2024 Horizon League baseball tournament
- Teams: 6
- Format: Double-elimination
- Finals site: Nischwitz Stadium; Fairborn, Ohio;
- Champions: Northern Kentucky (1st title)
- Winning coach: Dizzy Peyton (1st title)
- MVP: Treyvin Moss (Northern Kentucky)

= 2024 Horizon League baseball tournament =

The 2024 Horizon League baseball tournament was held from May 22 through 25. All six of the league's teams met in the double-elimination tournament held at Nischwitz Stadium in Fairborn, Ohio, home field of Wright State, which was the regular season champion. won the tournament for the first time and earned the conference's automatic bid to the 2024 NCAA Division I baseball tournament.

==Seeding and format==
The league's teams were seeded one through six based on winning percentage, using conference games only. The bottom four seeds participated in a play-in round, with winners advancing to a double-elimination tournament also including the top two seeds.
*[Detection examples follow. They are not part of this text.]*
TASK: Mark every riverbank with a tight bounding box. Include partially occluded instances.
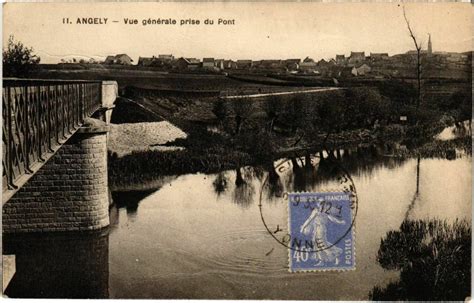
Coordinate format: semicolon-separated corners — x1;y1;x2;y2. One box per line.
108;121;187;157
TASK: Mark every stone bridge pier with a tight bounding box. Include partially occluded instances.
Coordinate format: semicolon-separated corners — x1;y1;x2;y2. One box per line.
2;81;118;234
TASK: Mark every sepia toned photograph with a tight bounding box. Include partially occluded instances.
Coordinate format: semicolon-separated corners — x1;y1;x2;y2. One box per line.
1;2;473;301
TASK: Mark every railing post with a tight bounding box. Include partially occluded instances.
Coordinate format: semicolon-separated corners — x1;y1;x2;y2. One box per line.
22;84;33;174
36;85;46;162
5;87;16;189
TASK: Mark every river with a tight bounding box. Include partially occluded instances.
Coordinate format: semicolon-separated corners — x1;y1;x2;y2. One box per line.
2;140;472;300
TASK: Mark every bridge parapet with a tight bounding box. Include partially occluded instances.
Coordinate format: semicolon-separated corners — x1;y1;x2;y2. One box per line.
2;79;102;202
2;81;116;233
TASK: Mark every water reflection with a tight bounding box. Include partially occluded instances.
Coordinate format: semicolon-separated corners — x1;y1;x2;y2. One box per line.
112;189;156;217
3;229;109;299
212;172;229;197
232;167;256;208
369;220;471;301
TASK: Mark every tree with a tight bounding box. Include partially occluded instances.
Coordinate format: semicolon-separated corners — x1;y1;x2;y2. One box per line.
403;6;422;109
212;98;227;127
3;35;40;77
263;96;283;131
232;98;253;134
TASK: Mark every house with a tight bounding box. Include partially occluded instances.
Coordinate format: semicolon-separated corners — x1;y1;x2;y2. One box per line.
115;54;133;65
336;55;347;65
104;56;115;64
300;59;319;73
176;57;201;70
236;60;253;69
137;57;156;66
214;59;225;69
283;59;301;71
351;63;372;76
370;53;388;61
158;54;174;63
104;54;133;65
224;60;237;69
202;58;215;69
348;52;365;66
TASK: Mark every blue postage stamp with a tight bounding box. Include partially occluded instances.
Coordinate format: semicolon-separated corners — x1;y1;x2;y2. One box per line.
288;192;355;272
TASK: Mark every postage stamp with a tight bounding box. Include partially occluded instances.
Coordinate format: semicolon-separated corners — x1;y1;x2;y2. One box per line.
288;191;355;272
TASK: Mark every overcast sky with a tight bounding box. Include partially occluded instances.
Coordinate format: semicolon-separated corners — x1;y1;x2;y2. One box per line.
3;2;473;63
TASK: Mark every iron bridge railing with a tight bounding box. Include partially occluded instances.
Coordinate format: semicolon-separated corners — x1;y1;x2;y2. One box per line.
2;79;102;192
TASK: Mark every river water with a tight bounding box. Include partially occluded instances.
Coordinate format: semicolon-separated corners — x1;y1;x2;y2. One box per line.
2;142;472;300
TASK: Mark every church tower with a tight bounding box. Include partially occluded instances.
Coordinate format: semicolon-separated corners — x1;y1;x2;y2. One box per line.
428;34;433;55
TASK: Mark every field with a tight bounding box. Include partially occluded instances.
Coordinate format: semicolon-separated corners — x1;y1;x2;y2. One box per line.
32;65;330;95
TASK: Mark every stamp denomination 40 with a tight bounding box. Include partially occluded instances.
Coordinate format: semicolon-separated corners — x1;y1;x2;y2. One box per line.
288;191;355;272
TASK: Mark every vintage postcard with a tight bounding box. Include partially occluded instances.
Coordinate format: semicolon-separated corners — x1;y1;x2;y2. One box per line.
2;1;473;301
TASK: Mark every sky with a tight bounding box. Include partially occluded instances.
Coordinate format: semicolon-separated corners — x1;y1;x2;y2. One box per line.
3;2;473;63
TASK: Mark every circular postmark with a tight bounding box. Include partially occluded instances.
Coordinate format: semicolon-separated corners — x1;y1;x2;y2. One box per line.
258;153;358;254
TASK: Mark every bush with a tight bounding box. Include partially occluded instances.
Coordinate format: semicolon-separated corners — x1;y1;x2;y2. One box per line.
3;36;40;77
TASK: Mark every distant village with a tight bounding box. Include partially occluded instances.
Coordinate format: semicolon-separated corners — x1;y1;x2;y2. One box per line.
62;37;472;78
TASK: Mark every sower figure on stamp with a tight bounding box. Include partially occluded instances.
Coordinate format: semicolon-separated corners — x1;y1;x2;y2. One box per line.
300;207;346;266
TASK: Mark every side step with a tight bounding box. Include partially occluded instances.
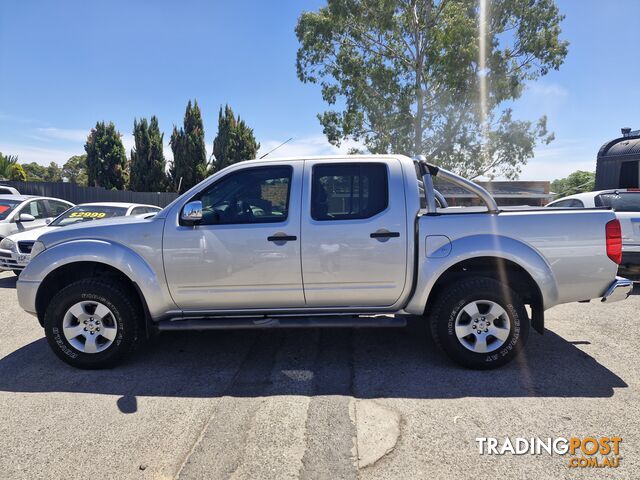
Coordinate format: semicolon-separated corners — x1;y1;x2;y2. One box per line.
158;315;407;331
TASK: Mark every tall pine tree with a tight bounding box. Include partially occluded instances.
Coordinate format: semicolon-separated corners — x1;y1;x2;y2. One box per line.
169;100;207;193
84;122;127;190
129;115;166;192
213;105;260;170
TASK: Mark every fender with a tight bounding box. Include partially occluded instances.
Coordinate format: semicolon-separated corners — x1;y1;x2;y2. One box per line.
405;235;558;315
20;238;177;318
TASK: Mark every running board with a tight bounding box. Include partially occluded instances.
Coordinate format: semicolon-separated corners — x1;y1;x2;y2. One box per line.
158;315;407;331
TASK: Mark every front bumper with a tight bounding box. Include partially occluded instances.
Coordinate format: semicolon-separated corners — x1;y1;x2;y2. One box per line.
602;277;633;303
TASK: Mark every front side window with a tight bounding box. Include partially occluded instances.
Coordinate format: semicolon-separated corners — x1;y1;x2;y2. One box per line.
20;200;47;220
196;166;293;225
0;199;20;220
311;163;389;220
49;200;71;217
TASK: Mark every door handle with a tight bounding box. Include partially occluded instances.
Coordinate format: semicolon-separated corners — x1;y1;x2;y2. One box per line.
369;231;400;238
267;235;298;242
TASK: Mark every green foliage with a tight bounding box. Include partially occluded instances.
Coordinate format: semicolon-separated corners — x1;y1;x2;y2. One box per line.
0;152;27;182
169;100;208;193
84;122;127;190
296;0;568;178
129;115;167;192
211;105;260;173
62;155;88;187
551;170;596;198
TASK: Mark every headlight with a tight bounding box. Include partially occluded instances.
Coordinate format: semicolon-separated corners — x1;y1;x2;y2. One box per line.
31;242;46;260
0;238;16;250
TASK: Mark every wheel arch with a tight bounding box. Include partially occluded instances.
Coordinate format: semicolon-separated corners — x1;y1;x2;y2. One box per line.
36;261;151;335
406;235;558;331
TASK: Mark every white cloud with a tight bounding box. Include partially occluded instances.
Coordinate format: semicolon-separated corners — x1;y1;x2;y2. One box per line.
520;139;598;180
0;141;84;165
36;127;91;144
527;82;569;99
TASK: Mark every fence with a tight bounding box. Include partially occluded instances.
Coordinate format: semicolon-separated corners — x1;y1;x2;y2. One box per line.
0;180;178;207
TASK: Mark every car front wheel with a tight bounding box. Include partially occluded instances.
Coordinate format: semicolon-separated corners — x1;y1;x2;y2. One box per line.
44;280;139;369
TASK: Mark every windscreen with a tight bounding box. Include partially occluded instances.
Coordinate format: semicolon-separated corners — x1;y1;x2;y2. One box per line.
0;199;20;220
596;192;640;212
50;205;127;227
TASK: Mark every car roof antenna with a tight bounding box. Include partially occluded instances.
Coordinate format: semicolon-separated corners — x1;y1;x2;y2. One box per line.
259;137;293;160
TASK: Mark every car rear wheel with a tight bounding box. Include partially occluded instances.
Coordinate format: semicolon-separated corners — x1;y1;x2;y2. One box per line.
44;280;139;369
431;277;529;369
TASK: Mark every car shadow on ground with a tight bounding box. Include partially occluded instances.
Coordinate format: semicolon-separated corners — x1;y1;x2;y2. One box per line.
0;325;627;413
0;275;18;288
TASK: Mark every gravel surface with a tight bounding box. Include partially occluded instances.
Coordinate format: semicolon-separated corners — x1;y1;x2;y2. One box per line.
0;273;640;480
| Team | W | L | Pct | GB | Seed |
|---|---|---|---|---|---|
| Wright State | 20 | 10 | .667 | — | 1 |
| Northern Kentucky | 19 | 11 | .633 | 1 | 2 |
| Oakland | 18 | 12 | .600 | 2 | 3 |
| Milwaukee | 13 | 17 | .433 | 7 | 4 |
| Purdue Fort Wayne | 11 | 19 | .367 | 9 | 5 |
| Youngstown State | 9 | 21 | .300 | 11 | 6 |

==All-Tournament Team==
The following players were named to the All-Tournament Team.

| Pos | Player | School |
| P | Clay Brock | Northern Kentucky |
| Tanner Gillis | Northern Kentucky |
| Nick Perez | Youngstown State |
| C | Ian Francis | Youngstown State |
| 1B | RJ Sherwood | Youngstown State |
| 2B | Gus Gregory | Wright State |
| 3B | Zach Lane | Milwaukee |
| SS | Trey Law | Youngstown State |
| OF | Logen Devenport | Northern Kentucky |
| Treyvin Moss | Northern Kentucky |
| Tyler Shaneyfelt | Northern Kentucky |
| DH | Julian Greenwell | Wright State |

===Most Valuable Player===
Treyvin Moss was named Most Valuable Player. Moss was an outfielder for Northern Kentucky.